Chers frères et sœurs, chers amis, alors que nous célébrons le quatrième dimanche de l’avent, au cœur
même de la semaine préparatoire de Noël et à seulement quelques jours de la célébration de la Nativité,
permettez que je commence par évoquer, simplement en les énumérant, les lectures qui nous sont
proposées aujourd’hui.
La première lecture, c’est la lecture du livre du prophète Michée au chapitre 5e. Ce passage est
intéressant parce que c’est celui qui sera convoqué lorsque les mages se rendront à Jérusalem pour
demander vers où ils doivent aller. Hérode interrogera ceux qui savent, les “sachants”, et ils se
réfèreront à la prophétie de Michée : « Toi, Bethléem Éphrata, le plus petit des clans de Juda, c’est de
toi que sortira pour moi celui qui doit gouverner Israël… » J’arrête là la citation. J’en retiens une chose
particulièrement : « Toi, Bethléem Éphrata, le plus petit des clans de Juda, ». Lorsque nous avançons
vers la Nativité, nous avançons vers un mystère de grandeur cachée dans l’écrin de la petitesse. Nous
allons accueillir un petit enfant, nous allons accueillir un être faible, un être sans force, un être sans
parole… et c’est pourtant lui qui porte, dans sa personne, le mystère du Salut du monde.

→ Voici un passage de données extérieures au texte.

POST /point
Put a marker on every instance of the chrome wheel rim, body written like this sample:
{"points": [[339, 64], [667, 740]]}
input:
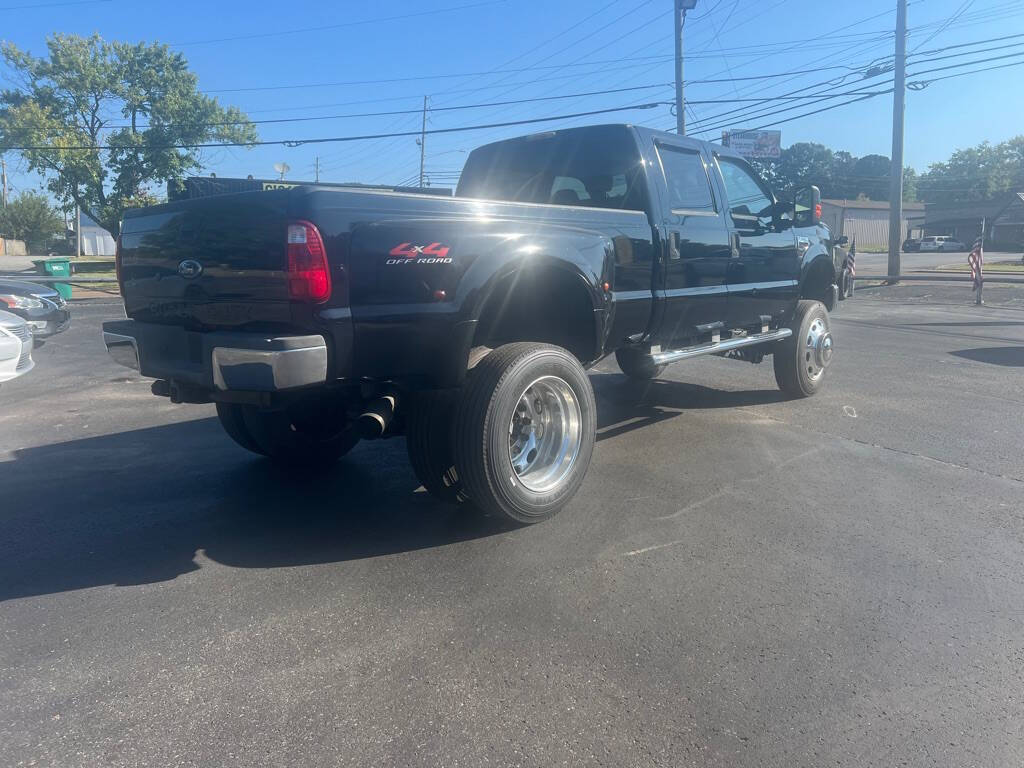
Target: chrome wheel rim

C’est pourtant
lui qui dans sa petitesse — et cela est tellement important — va révéler la grandeur de Dieu. On peut
songer aux quelques fois où, durant son ministère, le Seigneur se réfèrera à cette bénédiction de la
petitesse : « Je te bénis Seigneur, Père Seigneur du ciel et de la terre, car ce que tu as caché aux sages
et aux savants, tu l’as révélé aux tout-petits. » (Mt 11, 25 ; Lc 10, 21 ) Et au fond, nous-mêmes, dans notre
chemin spirituel, si nous pensons par exemple, à Thérèse et à sa “petite voie’’, nous avons vocation à
faire ce chemin paradoxal de grandir spirituellement en consentant à être petits, à cause de notre
faiblesse et en ayant l’ambition de demeurer petits sous le regard de Dieu.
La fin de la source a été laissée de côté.